Carlos Corberan has expressed his admiration for Bristol City’s recruitment and Nigel Pearson’s work. West Bromwich Albion manager Carlos Corberan has described Bristol City as a “clever club” for how they have negotiated the transfer market over the previous nine months to win large sales while still reinforcing and improving their squad.
Corberan’s Baggies drew 0-0 at Ashton Gate on Saturday, with City dominating the first half and the visitors dominating the second, leaving both the Spaniard and Nigel Pearson somewhat content, if not a little upset that neither team was able to win.
Pearson has previously expressed appreciation for Corberan’s approach to the game and character, and the admiration appears to be mutual, with the Baggies manager especially impressed with City’s recruiting under the 60-year-old.
After a period of inactivity following the departure of Covid, City have made two significant sales in the last two transfer windows, with Antoine Semenyo and Alex Scott both joining Premier League Bournemouth for a combined £35.5 million. Pearson and supporters would surely like to see the pair in Pearson’s squad this season, but due to the financial realities of the Championship and the desire for individuals to play in the top division, it has not been possible. Corberan, on the other hand, has been particularly impressed with how City java has adjusted to life without Semenyo and then Scott.

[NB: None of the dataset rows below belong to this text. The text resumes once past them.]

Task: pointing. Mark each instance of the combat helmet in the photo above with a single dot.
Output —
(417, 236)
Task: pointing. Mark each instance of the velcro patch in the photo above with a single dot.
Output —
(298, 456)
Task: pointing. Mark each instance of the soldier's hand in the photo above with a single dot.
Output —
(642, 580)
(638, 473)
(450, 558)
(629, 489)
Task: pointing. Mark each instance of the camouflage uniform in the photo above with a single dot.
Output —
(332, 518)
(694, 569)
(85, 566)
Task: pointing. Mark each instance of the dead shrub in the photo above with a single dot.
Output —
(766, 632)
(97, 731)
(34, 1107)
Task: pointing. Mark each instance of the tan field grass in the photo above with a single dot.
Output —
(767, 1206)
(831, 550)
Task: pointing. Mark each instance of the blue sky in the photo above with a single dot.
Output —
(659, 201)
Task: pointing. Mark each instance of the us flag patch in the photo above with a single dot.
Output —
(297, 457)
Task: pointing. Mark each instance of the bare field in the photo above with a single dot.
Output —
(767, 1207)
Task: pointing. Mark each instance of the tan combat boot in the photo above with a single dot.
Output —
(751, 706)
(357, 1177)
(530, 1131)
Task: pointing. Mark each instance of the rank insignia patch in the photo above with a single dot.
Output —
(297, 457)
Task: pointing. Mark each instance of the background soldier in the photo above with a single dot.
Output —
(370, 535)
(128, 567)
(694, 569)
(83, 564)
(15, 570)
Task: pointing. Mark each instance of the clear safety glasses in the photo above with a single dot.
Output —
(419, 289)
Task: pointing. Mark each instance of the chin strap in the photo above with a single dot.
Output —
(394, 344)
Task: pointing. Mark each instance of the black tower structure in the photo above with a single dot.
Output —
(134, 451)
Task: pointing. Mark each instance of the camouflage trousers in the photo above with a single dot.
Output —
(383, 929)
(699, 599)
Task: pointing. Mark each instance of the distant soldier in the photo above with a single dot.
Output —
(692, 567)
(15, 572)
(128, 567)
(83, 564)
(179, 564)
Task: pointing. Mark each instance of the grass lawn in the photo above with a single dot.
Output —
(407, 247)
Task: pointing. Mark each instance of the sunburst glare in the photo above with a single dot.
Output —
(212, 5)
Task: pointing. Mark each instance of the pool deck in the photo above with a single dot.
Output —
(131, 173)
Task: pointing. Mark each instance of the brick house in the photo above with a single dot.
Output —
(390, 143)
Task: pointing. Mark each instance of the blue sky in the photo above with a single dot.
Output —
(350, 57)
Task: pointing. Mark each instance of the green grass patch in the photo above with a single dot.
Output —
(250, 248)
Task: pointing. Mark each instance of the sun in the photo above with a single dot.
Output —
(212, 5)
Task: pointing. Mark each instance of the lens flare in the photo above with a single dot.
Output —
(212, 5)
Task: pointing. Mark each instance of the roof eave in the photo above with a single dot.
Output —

Sam Bell is now a fixture on the left-hand side of the attack, and has made significant strides forward this campaign, with the academy product named on the standby list for the England Under-21 squad. And while Jason Knight’s place as an attacking midfielder wasn’t strictly part of Pearson’s initial squad planning, as he had hoped to pair him with Scott, the Republic of Ireland international is making the role his own. Bell, naturally, cost nothing in terms of transfer fee while, if Knight is to be considered as a “replacement” for Scott – which is what has eventually transpired – his fee represents around eight per cent of what the Cherries paid for the England U20 midfielder.
“Bristol have shown that they are a clever club, with one coach that, for me, has had one massive impact,” Corberan said. “Every time he has lost a player, like Semenyo, or Scott this year – players that went for a lot of money – he has found a replacement at the same level without cost, or with a small cost.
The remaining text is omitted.